Extended Experience: What Living With the Xteink X4 Actually Feels Like
The easiest way to understand the Xteink X4 is to stop thinking about it as a shrunken Kindle and start thinking about it as a reading habit machine. In day-to-day life, that difference becomes obvious fast. A normal e-reader tends to ask for intention. You decide to sit down and read, then you go find the device. The X4, because it is so small and light, changes that order. It is already there. It is in the same bag as your wallet, keys, headphones, and gum wrapper that has been there since February.
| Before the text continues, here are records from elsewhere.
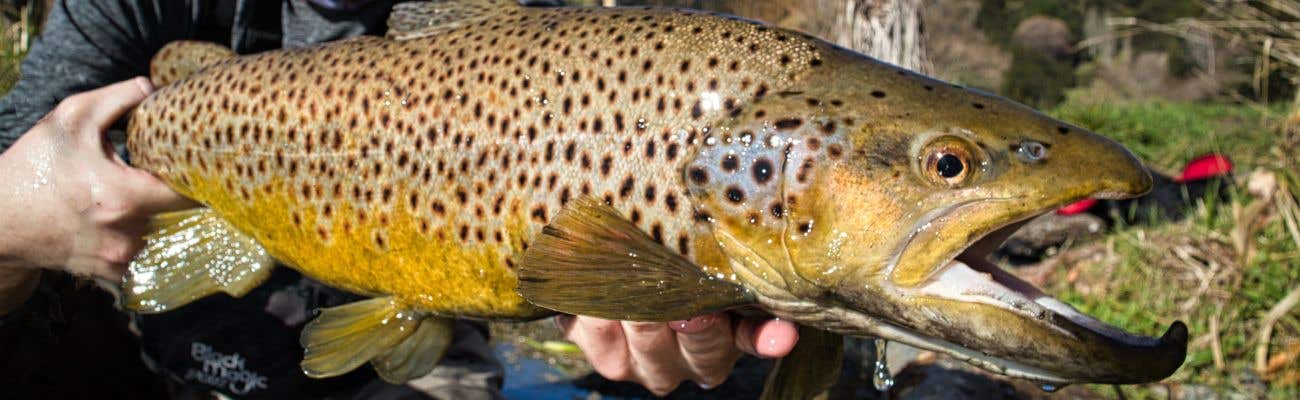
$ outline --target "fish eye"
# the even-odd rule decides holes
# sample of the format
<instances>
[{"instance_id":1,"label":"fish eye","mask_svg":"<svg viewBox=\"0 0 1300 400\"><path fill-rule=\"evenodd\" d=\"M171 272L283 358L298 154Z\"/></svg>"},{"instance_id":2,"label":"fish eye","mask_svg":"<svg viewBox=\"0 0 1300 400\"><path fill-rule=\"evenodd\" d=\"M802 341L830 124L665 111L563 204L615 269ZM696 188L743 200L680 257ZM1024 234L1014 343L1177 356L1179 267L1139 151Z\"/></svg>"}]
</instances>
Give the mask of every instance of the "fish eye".
<instances>
[{"instance_id":1,"label":"fish eye","mask_svg":"<svg viewBox=\"0 0 1300 400\"><path fill-rule=\"evenodd\" d=\"M959 177L963 169L966 169L966 164L962 158L953 155L942 155L935 164L935 170L937 170L939 175L944 177L944 179Z\"/></svg>"},{"instance_id":2,"label":"fish eye","mask_svg":"<svg viewBox=\"0 0 1300 400\"><path fill-rule=\"evenodd\" d=\"M936 140L923 155L926 158L922 173L931 182L944 187L957 187L970 181L971 152L961 140Z\"/></svg>"}]
</instances>

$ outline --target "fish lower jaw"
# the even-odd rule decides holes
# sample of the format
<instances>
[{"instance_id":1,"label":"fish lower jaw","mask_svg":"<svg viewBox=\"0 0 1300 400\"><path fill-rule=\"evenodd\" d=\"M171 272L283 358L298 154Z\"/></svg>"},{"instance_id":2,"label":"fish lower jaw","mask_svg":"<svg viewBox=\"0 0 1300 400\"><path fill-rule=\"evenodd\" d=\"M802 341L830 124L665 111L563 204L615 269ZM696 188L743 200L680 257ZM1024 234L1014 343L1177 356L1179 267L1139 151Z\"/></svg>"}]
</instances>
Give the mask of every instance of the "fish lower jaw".
<instances>
[{"instance_id":1,"label":"fish lower jaw","mask_svg":"<svg viewBox=\"0 0 1300 400\"><path fill-rule=\"evenodd\" d=\"M1152 345L1153 342L1152 338L1130 334L1079 312L1032 283L1002 270L984 256L962 253L916 291L922 296L997 306L1043 321L1050 329L1070 336L1074 334L1052 321L1057 318L1069 321L1123 345Z\"/></svg>"},{"instance_id":2,"label":"fish lower jaw","mask_svg":"<svg viewBox=\"0 0 1300 400\"><path fill-rule=\"evenodd\" d=\"M845 306L827 306L811 300L785 300L755 294L755 300L777 318L812 326L846 336L875 338L907 344L915 348L948 355L953 358L1011 378L1031 379L1044 384L1069 384L1074 379L1053 374L1045 369L994 357L959 344L923 335Z\"/></svg>"}]
</instances>

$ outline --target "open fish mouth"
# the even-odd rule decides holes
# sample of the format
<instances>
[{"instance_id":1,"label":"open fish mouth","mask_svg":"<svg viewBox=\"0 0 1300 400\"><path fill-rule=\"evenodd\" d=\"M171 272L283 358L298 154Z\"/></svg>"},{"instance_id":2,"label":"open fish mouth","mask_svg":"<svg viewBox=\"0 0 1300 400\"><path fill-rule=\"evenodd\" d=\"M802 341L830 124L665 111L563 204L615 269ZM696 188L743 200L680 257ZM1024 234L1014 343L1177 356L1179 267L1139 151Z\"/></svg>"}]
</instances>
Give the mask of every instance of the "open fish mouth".
<instances>
[{"instance_id":1,"label":"open fish mouth","mask_svg":"<svg viewBox=\"0 0 1300 400\"><path fill-rule=\"evenodd\" d=\"M956 329L930 334L907 330L905 338L896 339L916 342L910 344L945 352L1001 374L1052 384L1150 382L1173 374L1182 365L1188 336L1183 322L1175 321L1160 338L1131 334L1076 310L989 261L993 249L1026 221L1028 218L1017 219L989 231L944 262L920 286L900 288L905 296L987 306L966 308L967 313L1011 316L982 319L953 313L939 319L958 321ZM978 334L961 335L961 326L979 329L991 319L1018 325L1018 330L1002 331L1023 335L992 342Z\"/></svg>"}]
</instances>

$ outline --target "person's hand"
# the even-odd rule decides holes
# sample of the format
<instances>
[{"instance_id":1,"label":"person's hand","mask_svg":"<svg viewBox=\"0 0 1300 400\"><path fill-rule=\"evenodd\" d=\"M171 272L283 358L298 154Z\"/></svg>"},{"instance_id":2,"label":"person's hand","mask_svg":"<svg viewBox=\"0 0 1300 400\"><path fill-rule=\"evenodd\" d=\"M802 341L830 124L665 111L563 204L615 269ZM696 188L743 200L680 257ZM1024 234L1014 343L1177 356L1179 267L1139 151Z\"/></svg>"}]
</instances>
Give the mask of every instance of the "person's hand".
<instances>
[{"instance_id":1,"label":"person's hand","mask_svg":"<svg viewBox=\"0 0 1300 400\"><path fill-rule=\"evenodd\" d=\"M73 95L0 155L0 274L120 279L152 214L194 206L104 136L151 91L135 78Z\"/></svg>"},{"instance_id":2,"label":"person's hand","mask_svg":"<svg viewBox=\"0 0 1300 400\"><path fill-rule=\"evenodd\" d=\"M559 316L555 322L598 374L640 383L663 396L684 381L718 387L741 352L785 357L798 340L792 322L740 318L732 323L732 318L738 317L716 313L664 323Z\"/></svg>"}]
</instances>

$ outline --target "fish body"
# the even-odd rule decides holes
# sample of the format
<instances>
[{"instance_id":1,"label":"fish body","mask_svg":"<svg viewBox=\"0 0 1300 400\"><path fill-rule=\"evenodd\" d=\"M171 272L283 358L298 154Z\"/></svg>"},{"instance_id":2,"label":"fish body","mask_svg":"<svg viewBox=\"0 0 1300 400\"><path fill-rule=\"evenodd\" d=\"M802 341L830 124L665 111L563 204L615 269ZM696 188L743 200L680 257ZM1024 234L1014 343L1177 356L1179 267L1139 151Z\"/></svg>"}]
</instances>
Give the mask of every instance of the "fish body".
<instances>
[{"instance_id":1,"label":"fish body","mask_svg":"<svg viewBox=\"0 0 1300 400\"><path fill-rule=\"evenodd\" d=\"M658 8L406 4L387 38L212 53L165 49L191 61L156 62L168 84L131 118L134 162L207 208L164 218L179 227L151 236L129 294L153 312L238 295L277 261L374 296L308 327L311 375L417 377L445 317L754 304L820 329L800 360L838 360L831 331L1044 382L1173 371L1176 340L1126 342L957 261L1035 213L1150 186L1118 144L1000 97ZM213 240L252 251L172 251ZM188 266L211 278L169 273Z\"/></svg>"},{"instance_id":2,"label":"fish body","mask_svg":"<svg viewBox=\"0 0 1300 400\"><path fill-rule=\"evenodd\" d=\"M142 104L131 153L325 283L536 317L514 265L572 200L603 199L701 253L684 165L819 51L701 13L517 9L222 62Z\"/></svg>"}]
</instances>

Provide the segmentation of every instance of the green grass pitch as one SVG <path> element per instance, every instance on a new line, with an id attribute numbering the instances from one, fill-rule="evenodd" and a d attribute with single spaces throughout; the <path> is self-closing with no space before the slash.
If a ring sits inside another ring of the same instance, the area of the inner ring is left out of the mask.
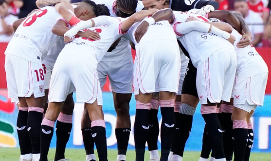
<path id="1" fill-rule="evenodd" d="M 50 149 L 48 156 L 49 161 L 53 161 L 54 156 L 55 149 Z M 108 161 L 115 161 L 117 159 L 117 150 L 108 150 Z M 95 151 L 96 157 L 97 152 Z M 199 158 L 200 152 L 185 151 L 183 156 L 184 161 L 198 161 Z M 67 149 L 66 151 L 65 157 L 70 161 L 86 161 L 85 150 L 83 149 Z M 128 150 L 127 152 L 126 161 L 135 160 L 135 153 L 134 150 Z M 19 158 L 19 148 L 0 148 L 0 161 L 18 161 Z M 251 161 L 270 161 L 271 160 L 271 153 L 253 153 L 251 156 Z M 146 150 L 145 161 L 148 161 L 149 155 Z"/>

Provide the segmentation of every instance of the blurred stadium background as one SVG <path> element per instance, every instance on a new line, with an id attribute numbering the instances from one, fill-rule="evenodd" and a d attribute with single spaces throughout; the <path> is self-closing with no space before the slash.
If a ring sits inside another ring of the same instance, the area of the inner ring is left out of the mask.
<path id="1" fill-rule="evenodd" d="M 19 145 L 16 129 L 18 111 L 15 104 L 10 103 L 11 100 L 8 98 L 6 89 L 5 72 L 4 68 L 5 60 L 4 52 L 7 45 L 6 43 L 0 43 L 0 147 L 2 147 L 0 148 L 0 160 L 8 161 L 17 160 L 18 158 L 19 150 L 18 148 Z M 270 71 L 271 71 L 271 55 L 270 55 L 271 48 L 261 48 L 257 49 L 257 50 L 267 62 Z M 134 57 L 134 51 L 133 51 L 132 54 Z M 271 161 L 271 153 L 271 153 L 271 128 L 270 128 L 270 126 L 271 125 L 271 78 L 270 78 L 266 92 L 264 105 L 263 107 L 257 108 L 252 119 L 254 134 L 252 152 L 268 153 L 260 153 L 260 154 L 254 153 L 252 155 L 251 161 L 255 161 L 256 159 L 259 159 L 260 161 Z M 117 141 L 114 129 L 116 115 L 113 106 L 113 98 L 108 79 L 104 87 L 103 98 L 104 102 L 103 109 L 106 121 L 107 144 L 109 149 L 108 154 L 110 156 L 111 154 L 113 155 L 112 157 L 108 158 L 108 160 L 115 161 L 117 155 Z M 72 159 L 72 161 L 83 161 L 85 159 L 85 154 L 83 149 L 80 126 L 83 103 L 76 102 L 76 98 L 74 94 L 73 99 L 75 104 L 73 116 L 73 126 L 70 140 L 67 143 L 67 147 L 68 149 L 66 152 L 66 155 L 67 158 L 69 158 L 70 156 L 70 159 Z M 130 102 L 132 132 L 131 132 L 129 141 L 129 150 L 128 152 L 127 161 L 134 159 L 133 124 L 135 115 L 135 105 L 136 101 L 133 96 Z M 159 113 L 158 117 L 161 123 L 162 117 L 160 113 Z M 201 148 L 201 139 L 204 122 L 200 115 L 199 108 L 197 108 L 193 119 L 191 134 L 185 147 L 185 150 L 189 151 L 184 153 L 184 157 L 187 157 L 186 161 L 198 160 Z M 51 142 L 51 147 L 53 149 L 50 151 L 50 156 L 54 156 L 54 148 L 55 147 L 55 142 L 56 138 L 54 135 Z M 160 145 L 160 142 L 158 143 Z M 146 153 L 148 153 L 147 151 Z M 146 160 L 148 159 L 148 157 L 146 156 Z M 53 160 L 53 157 L 51 157 L 50 159 Z"/>

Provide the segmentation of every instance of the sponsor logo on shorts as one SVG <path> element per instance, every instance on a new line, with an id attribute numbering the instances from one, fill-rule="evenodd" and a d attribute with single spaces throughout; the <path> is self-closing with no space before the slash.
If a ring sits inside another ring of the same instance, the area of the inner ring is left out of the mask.
<path id="1" fill-rule="evenodd" d="M 39 86 L 39 90 L 40 92 L 42 93 L 43 92 L 43 90 L 44 89 L 44 85 L 40 85 Z"/>
<path id="2" fill-rule="evenodd" d="M 14 34 L 14 35 L 13 35 L 14 37 L 17 37 L 17 38 L 19 38 L 20 39 L 22 39 L 23 40 L 26 40 L 27 39 L 27 37 L 26 37 L 25 36 L 23 36 L 22 35 L 20 35 L 20 34 Z"/>

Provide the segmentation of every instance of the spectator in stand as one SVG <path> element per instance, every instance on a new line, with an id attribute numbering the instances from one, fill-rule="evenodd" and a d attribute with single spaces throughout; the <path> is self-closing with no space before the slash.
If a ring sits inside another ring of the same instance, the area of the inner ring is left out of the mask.
<path id="1" fill-rule="evenodd" d="M 261 16 L 264 23 L 266 23 L 270 14 L 270 9 L 267 7 L 268 1 L 263 0 L 249 0 L 247 3 L 249 8 Z"/>
<path id="2" fill-rule="evenodd" d="M 12 23 L 18 19 L 8 12 L 8 5 L 5 0 L 0 0 L 0 42 L 9 42 L 13 35 Z"/>
<path id="3" fill-rule="evenodd" d="M 264 32 L 263 20 L 262 17 L 249 8 L 246 0 L 235 0 L 234 6 L 235 10 L 243 16 L 248 23 L 253 37 L 251 44 L 253 46 L 260 46 Z"/>
<path id="4" fill-rule="evenodd" d="M 17 15 L 19 19 L 27 17 L 33 10 L 38 9 L 36 1 L 36 0 L 14 0 L 14 5 L 20 9 L 20 12 Z"/>
<path id="5" fill-rule="evenodd" d="M 219 3 L 218 10 L 227 10 L 229 9 L 229 1 L 228 0 L 216 0 Z"/>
That means reading stops being an event and starts becoming a reflex.
Imagine the ordinary little pauses in your day. You arrive early for an appointment. The line at lunch is moving at the speed of a tired snail. Your friend texts, “be there in 10,” which of course means 17. On a phone, those moments disappear into notifications, short videos, or whatever algorithm is currently trying to hijack your afternoon. The X4 nudges you somewhere else. You flip it on, tap through a page or two, and suddenly you have read three pages of a novel instead of learning absolutely nothing from a 42-second clip of a raccoon stealing dog food.
That is where this device feels weirdly powerful. It is not best-in-class in the traditional sense. It is best at making reading the path of least resistance.
The small screen does shape behavior, though. Long academic texts, heavily formatted books, and anything image-rich will remind you quickly that the X4 is a minimalist tool. You read differently on it. You settle into shorter chapters. You accept more page turns. You become more selective about what belongs on the device. Breezy fiction, essays, short nonfiction, public domain classics, and simple EPUB files feel most natural here. Dense textbooks feel like trying to eat soup with a fork. Technically possible, spiritually annoying.
There is also a peculiar satisfaction in the X4’s physicality. It has buttons. It has no touchscreen. It does not pretend to be a tiny do-everything machine. That can feel limiting at first, but it can also feel freeing. You are not checking email. You are not bouncing between apps. You are not pretending a reading session is productive because you highlighted twelve sentences you will never revisit. You are just reading. The X4 is almost aggressively single-purpose, and in a world full of devices that want attention from every angle, that simplicity can feel like a deep breath.
Of course, the rough edges do not vanish just because the concept is charming. If you read at night, you will absolutely notice the missing front light. If you want a beautiful, polished interface, the stock software may test your patience. If you are not comfortable managing your own files, the setup can feel more hobbyist than mainstream. But once you fit the X4 into the right routine, those flaws can shrink in importance. Not disappear, just shrink.
That is why the X4 inspires affection. It is not because it is objectively better than a Kindle or Kobo. It is because it solves a different problem. It makes reading portable in the most literal sense possible. It is the e-reader equivalent of always carrying a pocket notebook: maybe not luxurious, maybe not perfect, but so accessible that it quietly earns a place in your everyday life. And when a gadget does that, you stop grading it like a spec sheet and start valuing it like a habit. That is when the Xteink X4 finally makes complete sense.